通称は『タイクラシリーズ』、『タイムシリーズ』、ないしはタイトルの頭文字を取った『TCシリーズ』など。
シリーズには時事問題が盛り込まれていて、ディレクターの薩川隆史曰く、『2(1998年)』では『通信衛星が多く打ち上げられるなかで軍事衛星が紛れ込む可能性』、『3(2003年)』では『民族紛争と兵器流出』、『4(2006年)』では『アメリカが苦境に陥る可能性』を夫々のテーマとして、ストーリーが練られたという。[1]
アーケード版の修理サポートは、部品調達難に伴い、『タイムクライシス』〜『タイムクライシス3』は2017年10月に[2]、『タイムクライシス4』も2018年6月にそれぞれ終了している[3][4]。
シリーズ略歴
[編集]現在、全8作が登場している[注釈 1]。
- 1996年 - 『タイムクライシス』アーケード版稼動開始。
- 1997年 - PS用ソフトとして家庭用ゲーム移植版が発売。2002年にはPS2用オムニバスソフト『ガンバリコレクション プラス タイムクライシス』の収録作品の1つとして移植・リリースされた。
- 1998年 - 『タイムクライシス2』アーケード版稼動開始。2001年にPS2用ソフトとして家庭用ゲーム移植版がリリースされた。
- 1999年 - 『クライシスゾーン』アーケード版稼動開始。
- 『~2』の要素を取り入れたシリーズ外伝的作品。
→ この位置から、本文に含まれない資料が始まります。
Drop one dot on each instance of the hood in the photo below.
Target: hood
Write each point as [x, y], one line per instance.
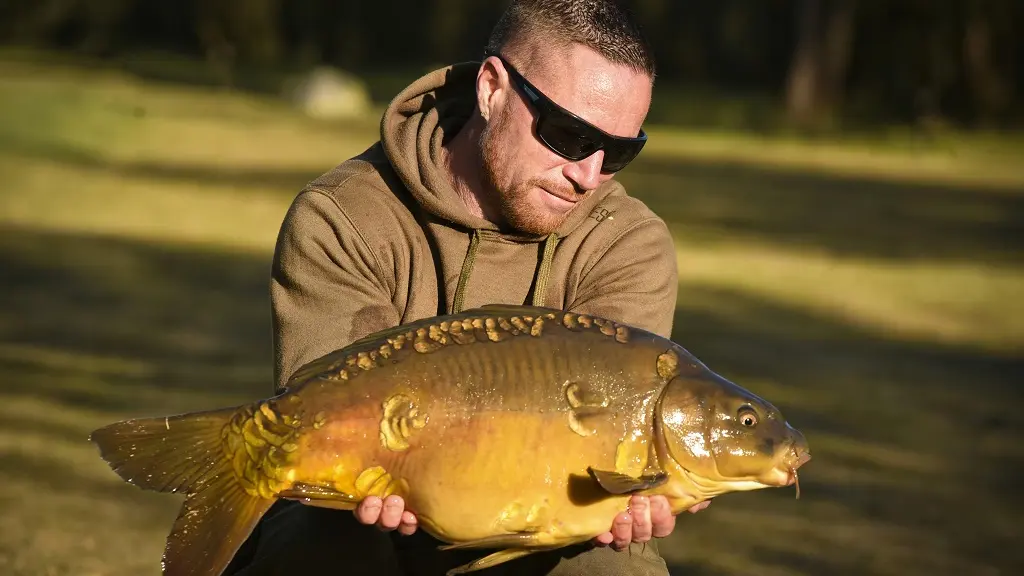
[424, 116]
[414, 127]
2004年に海外でPS2用ソフトとして家庭用ゲーム移植版がリリースされたが、日本では未発売。
- 2001年 - PS用ソフト『タイムクライシス プロジェクトタイタン』発売。シリーズ初の家庭用オリジナル作品。シリーズ全体のストーリー的には『1』と『2』間のエピソードにあたる。
- 2003年 - 『タイムクライシス3』アーケード版稼動開始。同年11月にはPS2用ソフトとして家庭用ゲーム機版がリリースされた。
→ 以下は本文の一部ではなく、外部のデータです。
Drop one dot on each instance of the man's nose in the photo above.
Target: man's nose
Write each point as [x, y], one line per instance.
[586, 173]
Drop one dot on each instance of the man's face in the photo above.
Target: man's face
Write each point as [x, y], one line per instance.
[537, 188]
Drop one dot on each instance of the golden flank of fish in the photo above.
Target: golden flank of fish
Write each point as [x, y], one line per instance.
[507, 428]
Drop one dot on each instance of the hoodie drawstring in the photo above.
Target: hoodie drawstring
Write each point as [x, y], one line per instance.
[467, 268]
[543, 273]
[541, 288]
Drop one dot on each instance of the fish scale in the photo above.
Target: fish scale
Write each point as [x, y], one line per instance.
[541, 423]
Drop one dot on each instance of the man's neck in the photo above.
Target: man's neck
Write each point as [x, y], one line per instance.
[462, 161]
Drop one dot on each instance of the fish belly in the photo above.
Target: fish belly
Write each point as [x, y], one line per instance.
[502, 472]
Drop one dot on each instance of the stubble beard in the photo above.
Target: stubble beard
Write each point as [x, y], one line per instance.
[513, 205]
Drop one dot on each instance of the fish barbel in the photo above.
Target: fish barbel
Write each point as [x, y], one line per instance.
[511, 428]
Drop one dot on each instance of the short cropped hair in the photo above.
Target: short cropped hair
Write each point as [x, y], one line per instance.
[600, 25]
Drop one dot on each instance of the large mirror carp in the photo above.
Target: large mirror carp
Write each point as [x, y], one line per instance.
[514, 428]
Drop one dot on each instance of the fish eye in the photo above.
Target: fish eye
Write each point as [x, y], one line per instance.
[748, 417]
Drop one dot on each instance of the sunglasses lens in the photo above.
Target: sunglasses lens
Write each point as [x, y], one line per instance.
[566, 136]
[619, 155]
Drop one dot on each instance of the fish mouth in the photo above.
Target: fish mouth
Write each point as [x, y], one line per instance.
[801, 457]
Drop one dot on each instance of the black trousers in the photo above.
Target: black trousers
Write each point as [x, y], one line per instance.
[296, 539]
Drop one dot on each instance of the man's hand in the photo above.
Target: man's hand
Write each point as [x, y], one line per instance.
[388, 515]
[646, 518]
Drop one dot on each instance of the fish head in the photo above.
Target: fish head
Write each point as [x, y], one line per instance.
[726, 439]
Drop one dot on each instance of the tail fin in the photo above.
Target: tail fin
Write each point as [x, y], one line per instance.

- 2004年 - 初代をベースにしたアドベンチャーゲーム、「タイムクライシス デッドライン」が携帯用のゲームとして配信。
- 2006年6月 - 『タイムクライシス4』アーケード版稼動開始。
- 2007年12月20日 - PS3用ソフトとして、家庭用ゲーム機版がリリースされた。
- 2009年3月 - 『レイジングストーム』アーケード版稼動開始。
- 2010年9月15日 - iPhone及びiPod touch用ソフトとして『タイムクライシス セカンドストライク』がリリース。シリーズ全体のストーリー的には『4』と『5』間のエピソードにあたる。
- 2010年10月21日 - PS3用ソフト『ビッグスリー ガンシューティング』発売。シリーズ番外編だった『レイジングストーム』が『タイムクライシス レイジングストーム』と改題して『タイムクライシス4(アーケード版)』、『デッドストームパイレーツ』と共に収録され、正式にタイムクライシスシリーズに加えられる。
- 2015年3月 - 『タイムクライシス5』アーケード版稼働開始。
- 2014年10月20日 - バンダイナムコゲームスの業者向けアミューズメント機新商品商談会で発表された[5]。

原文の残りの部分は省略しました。